Allez courage, plat suivant, un must local, le Hakarl, requin que l’on laisse pourrir 6 mois sous terre puis sécher pour que l’acide contenue dans son urine, dont la bestiole est gorgée quand on le pêche, s’évacue. Singulier cet alliage puissant de munster et d’ammoniaque, non ?
Puisque c’est toi, un dernier tuyau, un secret bien gardé, autour du lac Myvatn on trouve un poisson fumé qui exhale étrange un fumet de gitanes maïs consumées. Le secret de fabrication ? Ben y’avais pas trop de tourbe dans le coin, et quelques vaches, et comme on manquait de combustible…
Oui, c’est poisson fumé à la merde.
Là ton courage te fuit, t’as l’impression qu’on veut te punir, tu doutes, as-tu commis un blasphème ? C’est certain tu ne critiqueras plus une seule chanson de Bjork, tu n’écorcheras plus jamais le nom de l’Eyjafjallajökull, tu agresseras le prochain opposant à la pêche baleinière que tu croiseras, tout ça pourvu qu’on laisse ton assiette tranquille.
Et pourtant, petit joueur, l’Everest de la témérité en matière de bouffe est encore devant toi.

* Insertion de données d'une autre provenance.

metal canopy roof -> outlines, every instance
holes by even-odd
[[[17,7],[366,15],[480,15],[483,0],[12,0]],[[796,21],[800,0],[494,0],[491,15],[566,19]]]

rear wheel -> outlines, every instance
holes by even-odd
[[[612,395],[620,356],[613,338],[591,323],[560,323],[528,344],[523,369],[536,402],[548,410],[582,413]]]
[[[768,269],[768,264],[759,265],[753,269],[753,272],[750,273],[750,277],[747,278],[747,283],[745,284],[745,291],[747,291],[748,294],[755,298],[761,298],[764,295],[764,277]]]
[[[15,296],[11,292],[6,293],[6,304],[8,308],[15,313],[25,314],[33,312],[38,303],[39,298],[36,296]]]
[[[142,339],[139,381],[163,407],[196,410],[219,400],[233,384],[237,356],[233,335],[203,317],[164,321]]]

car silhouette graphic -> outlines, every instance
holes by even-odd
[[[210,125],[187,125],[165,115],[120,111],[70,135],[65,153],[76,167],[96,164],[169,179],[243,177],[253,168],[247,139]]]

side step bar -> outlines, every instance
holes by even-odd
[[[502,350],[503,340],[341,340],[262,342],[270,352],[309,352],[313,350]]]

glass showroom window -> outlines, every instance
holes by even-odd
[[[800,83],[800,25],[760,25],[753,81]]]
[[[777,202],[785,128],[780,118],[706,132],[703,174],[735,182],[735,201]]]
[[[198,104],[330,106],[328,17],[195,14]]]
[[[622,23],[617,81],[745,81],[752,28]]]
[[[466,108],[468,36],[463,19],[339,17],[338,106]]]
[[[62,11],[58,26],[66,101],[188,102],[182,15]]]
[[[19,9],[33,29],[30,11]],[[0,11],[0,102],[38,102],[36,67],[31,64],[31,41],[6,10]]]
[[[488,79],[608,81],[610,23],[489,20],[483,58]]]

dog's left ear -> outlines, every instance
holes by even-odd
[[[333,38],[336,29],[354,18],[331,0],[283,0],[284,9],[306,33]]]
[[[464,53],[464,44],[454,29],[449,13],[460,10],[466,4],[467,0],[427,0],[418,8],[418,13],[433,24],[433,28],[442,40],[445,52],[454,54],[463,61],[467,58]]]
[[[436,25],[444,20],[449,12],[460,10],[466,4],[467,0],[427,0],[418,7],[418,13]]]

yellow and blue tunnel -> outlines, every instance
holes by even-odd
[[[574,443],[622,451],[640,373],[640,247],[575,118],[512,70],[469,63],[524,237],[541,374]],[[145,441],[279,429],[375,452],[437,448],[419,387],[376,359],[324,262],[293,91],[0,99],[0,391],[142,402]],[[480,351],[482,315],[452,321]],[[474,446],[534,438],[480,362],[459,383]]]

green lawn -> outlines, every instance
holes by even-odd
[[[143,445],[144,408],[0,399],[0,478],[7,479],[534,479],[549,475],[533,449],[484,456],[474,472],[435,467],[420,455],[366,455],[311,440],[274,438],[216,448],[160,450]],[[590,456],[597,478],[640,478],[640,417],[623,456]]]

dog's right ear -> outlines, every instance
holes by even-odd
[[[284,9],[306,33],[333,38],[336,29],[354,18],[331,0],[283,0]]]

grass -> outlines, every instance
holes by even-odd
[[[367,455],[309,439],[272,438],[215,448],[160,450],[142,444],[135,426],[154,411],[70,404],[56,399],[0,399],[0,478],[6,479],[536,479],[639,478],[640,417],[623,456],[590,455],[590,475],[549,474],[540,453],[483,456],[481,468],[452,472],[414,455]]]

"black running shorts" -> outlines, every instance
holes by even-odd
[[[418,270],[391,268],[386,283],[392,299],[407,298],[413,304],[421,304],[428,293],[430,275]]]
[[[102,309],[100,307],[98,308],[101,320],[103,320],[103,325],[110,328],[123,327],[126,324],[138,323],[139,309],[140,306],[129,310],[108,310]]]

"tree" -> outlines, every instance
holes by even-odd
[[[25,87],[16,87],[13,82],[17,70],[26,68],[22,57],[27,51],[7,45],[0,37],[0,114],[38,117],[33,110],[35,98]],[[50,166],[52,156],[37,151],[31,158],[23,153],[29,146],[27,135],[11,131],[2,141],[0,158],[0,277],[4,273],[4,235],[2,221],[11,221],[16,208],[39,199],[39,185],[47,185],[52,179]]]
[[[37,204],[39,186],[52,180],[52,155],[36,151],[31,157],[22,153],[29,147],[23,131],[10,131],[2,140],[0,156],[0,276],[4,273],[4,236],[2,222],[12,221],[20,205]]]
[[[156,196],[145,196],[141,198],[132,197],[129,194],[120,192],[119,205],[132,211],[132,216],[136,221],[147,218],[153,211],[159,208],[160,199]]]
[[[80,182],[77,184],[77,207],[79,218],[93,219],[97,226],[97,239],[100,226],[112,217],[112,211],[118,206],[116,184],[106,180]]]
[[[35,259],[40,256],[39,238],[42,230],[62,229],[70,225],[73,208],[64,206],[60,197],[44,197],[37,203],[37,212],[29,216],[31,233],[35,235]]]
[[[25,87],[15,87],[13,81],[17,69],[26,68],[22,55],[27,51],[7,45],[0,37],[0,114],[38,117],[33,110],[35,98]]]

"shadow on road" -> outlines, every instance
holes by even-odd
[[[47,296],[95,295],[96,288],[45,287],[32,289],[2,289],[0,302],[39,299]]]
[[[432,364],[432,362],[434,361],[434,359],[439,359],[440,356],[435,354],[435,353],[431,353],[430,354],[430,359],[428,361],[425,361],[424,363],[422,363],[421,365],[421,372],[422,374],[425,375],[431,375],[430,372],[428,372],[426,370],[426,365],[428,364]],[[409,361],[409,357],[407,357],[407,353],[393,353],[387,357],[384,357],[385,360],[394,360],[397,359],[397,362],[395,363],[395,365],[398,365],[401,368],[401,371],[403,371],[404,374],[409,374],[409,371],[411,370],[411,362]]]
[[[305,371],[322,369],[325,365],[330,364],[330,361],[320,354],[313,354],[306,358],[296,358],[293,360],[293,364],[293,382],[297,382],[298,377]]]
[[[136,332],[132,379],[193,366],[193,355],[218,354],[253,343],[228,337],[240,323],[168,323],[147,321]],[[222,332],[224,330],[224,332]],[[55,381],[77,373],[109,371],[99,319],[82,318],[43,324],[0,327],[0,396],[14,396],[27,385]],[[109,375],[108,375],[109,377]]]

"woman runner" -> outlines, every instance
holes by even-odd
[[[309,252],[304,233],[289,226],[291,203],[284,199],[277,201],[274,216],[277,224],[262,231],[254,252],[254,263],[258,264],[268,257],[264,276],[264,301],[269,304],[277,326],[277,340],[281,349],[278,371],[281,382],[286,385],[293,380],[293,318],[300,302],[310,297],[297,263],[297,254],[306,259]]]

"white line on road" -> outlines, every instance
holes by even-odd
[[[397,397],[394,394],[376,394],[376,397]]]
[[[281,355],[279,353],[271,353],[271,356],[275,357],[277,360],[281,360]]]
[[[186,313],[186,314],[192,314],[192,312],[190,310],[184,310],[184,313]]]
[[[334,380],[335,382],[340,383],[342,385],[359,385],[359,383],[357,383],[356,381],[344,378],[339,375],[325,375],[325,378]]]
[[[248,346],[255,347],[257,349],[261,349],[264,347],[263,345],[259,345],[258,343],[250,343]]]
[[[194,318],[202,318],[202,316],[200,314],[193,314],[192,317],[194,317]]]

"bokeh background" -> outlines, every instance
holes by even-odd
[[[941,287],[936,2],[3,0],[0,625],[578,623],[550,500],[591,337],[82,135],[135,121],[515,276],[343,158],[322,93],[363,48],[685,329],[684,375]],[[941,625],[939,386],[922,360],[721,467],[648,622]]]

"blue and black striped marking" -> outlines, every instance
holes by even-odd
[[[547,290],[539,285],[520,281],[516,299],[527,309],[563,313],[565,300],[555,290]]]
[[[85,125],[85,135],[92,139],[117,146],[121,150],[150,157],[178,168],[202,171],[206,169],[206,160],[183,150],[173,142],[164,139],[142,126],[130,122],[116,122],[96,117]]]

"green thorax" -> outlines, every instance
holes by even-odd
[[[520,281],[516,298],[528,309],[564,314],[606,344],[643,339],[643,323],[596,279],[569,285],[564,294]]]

Tous les ans en hiver pendant la fête du Þorrablót, les islandais, en hommage à l’ancienne culture (Oui ils sont redevables à leurs ancêtres de leur avoir légué ces délices. On devrait faire une fête de la sanquette dans nos contrées, tiens…) consomment le Þorramatur un assortiment de toutes les réjouissances déjà citées mais également de tête de mouton calcinées, nageoires de phoque, gras de baleine et autre viandes bouillies conservée dans de l’acide lactique
Alors, tenté ? Ah tiens finalement la curiosité culinaire ne va pas de pair avec le masochisme chez toi ?
Prêche la bonne parole mon gars, en Islande la nourriture est pour les yeux et les oreilles. On regarde, on écoute, mais on ne touche pas.